The OCR feature by UPDF allows you to convert the scanned text of a PDF document into searchable and editable content. Data across images can also be edited after using this feature which makes the document interactive for users.
1. How to Download and Install OCR
As you open the respective document, navigate to the "Recognize Text Using OCR" button on the right.
If you are using this feature for the first time, you will have to download it as a plugin across UPDF. Continue with the process by clicking on the "Download" button across the pop-up window.
You will be automatically redirected to the next window, where the progress of the installation of the feature will be displayed. Let the feature install successfully across your Windows device before using it.
2. How to OCR PDFs
Once installed, close the window and navigate to the same button for accessing the OCR tool across UPDF. As it opens up, it will provide you with two different options of Document Type, which include "Searchable PDF" and "Image-only PDF."
- Searchable PDF: By selecting this option, it will convert scanned PDF documents into searchable and editable documents.
- Image-only PDF: By selecting this option, it will convert your searchable and editable documents into an image-based PDF document which is neither searchable nor editable.
2.1 Document Type: Searchable PDF
If you go for "Searchable PDF," it will convert your scanned PDF documents into editable and searchable documents.

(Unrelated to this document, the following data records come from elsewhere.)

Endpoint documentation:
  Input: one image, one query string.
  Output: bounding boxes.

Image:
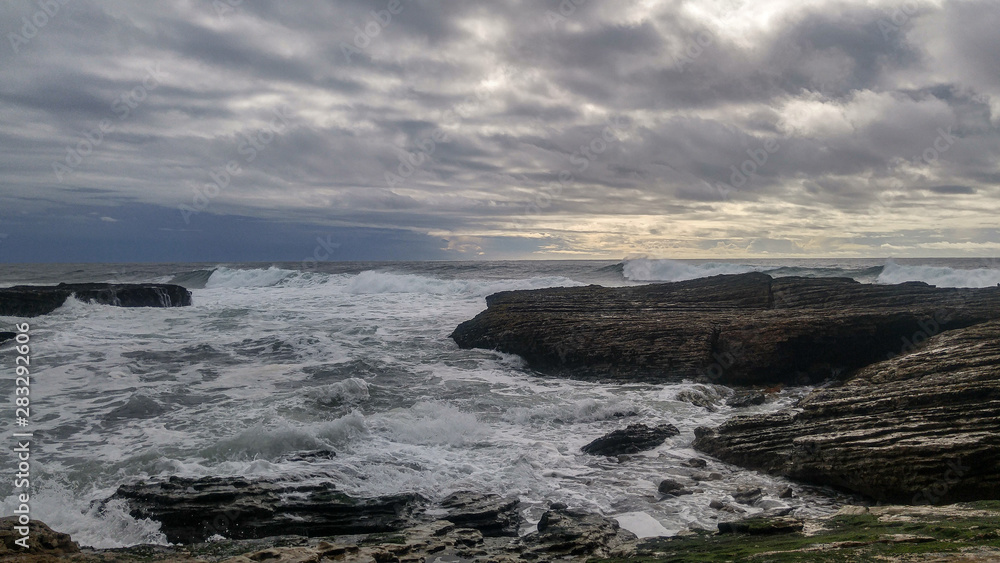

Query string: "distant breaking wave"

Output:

To set this up, you must first decide on a proper "Layout" with the options available in the drop-down menu. You will get three different options in setting up the layout of the process:
- Text and pictures only: The recognized text and pictures will be saved across the PDF document that will be created. The file that is created is also of a smaller size, and its visual structure may differ from the original file.
- Text over the page image: This mode is responsible for retaining the background images and illustrations present across the source document across which the OCR is being performed. These files are larger; however, they may differ visually from the original ones.

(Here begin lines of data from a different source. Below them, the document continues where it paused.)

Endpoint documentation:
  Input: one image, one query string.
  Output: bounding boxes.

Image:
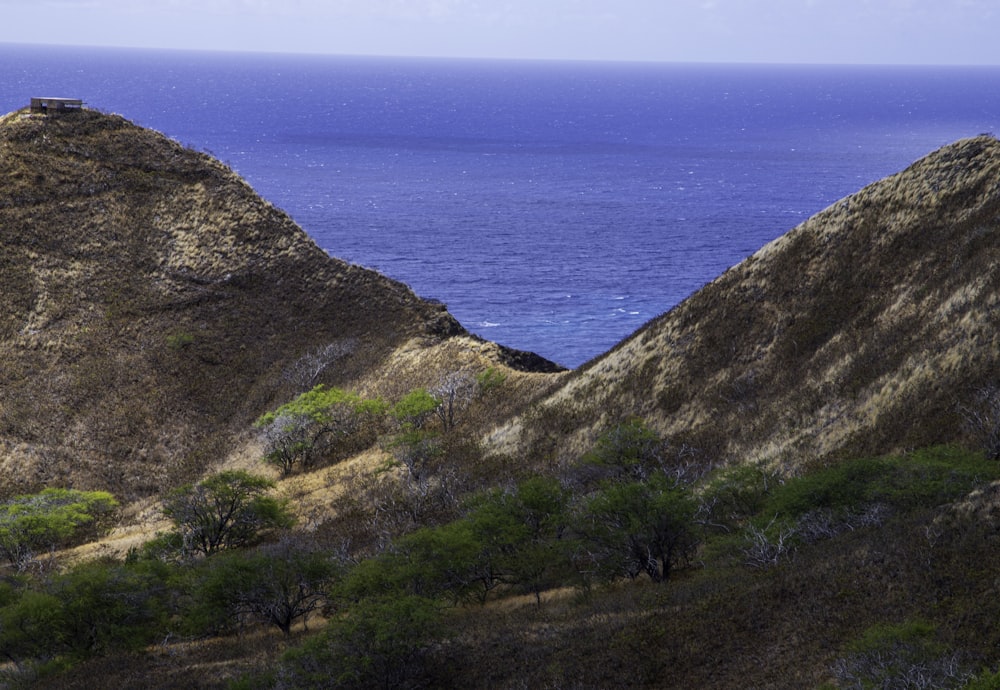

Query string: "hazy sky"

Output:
[0,0,1000,64]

- Text under the page image: For this mode, the PDF images are retained; however, the recognized text is placed under an invisible layer beneath the images. This file type is quite identical to the original PDF file.

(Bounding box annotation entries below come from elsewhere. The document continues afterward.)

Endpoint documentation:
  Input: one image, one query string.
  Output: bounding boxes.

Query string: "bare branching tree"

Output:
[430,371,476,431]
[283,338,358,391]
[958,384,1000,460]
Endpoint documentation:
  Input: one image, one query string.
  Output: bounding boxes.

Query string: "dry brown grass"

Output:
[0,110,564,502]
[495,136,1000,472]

Click on the "Gear" icon to access more Layout Settings that you can define for your file. Here you can specify if you wish to "Keep pictures," while determining the quality between "Low," "Balanced," or "High" to save a file with a smaller size than the original with commendable image and picture quality.
Document Language, Image Resolution, and Page Range:
Define a proper "Document Language" with the option of 38 different languages across the drop-down menu. This provides UPDF with a better ground for recognizing text accurately across the document.
You can also specify proper resolution settings for the images with the "Image Resolution" option. Work over the "Page Range" and click "Perform OCR" to execute OCR across the file with the defined settings.
2.2. Document Type: Image-only PDF
If you proceed with "Image-only PDF," it converts your searchable and editable documents into an image-based PDF document which is neither searchable nor editable.
- Set up the image quality under the "Keep Pictures" section by selecting any of the available options of "Low, Balanced, or High".
- Decide if you wish to compress your images using MRC.
- Provide a proper "Page Range" and click on "Perform OCR" to perform the actions on the document. Select the folder and you will get a scanned PDF document immediately.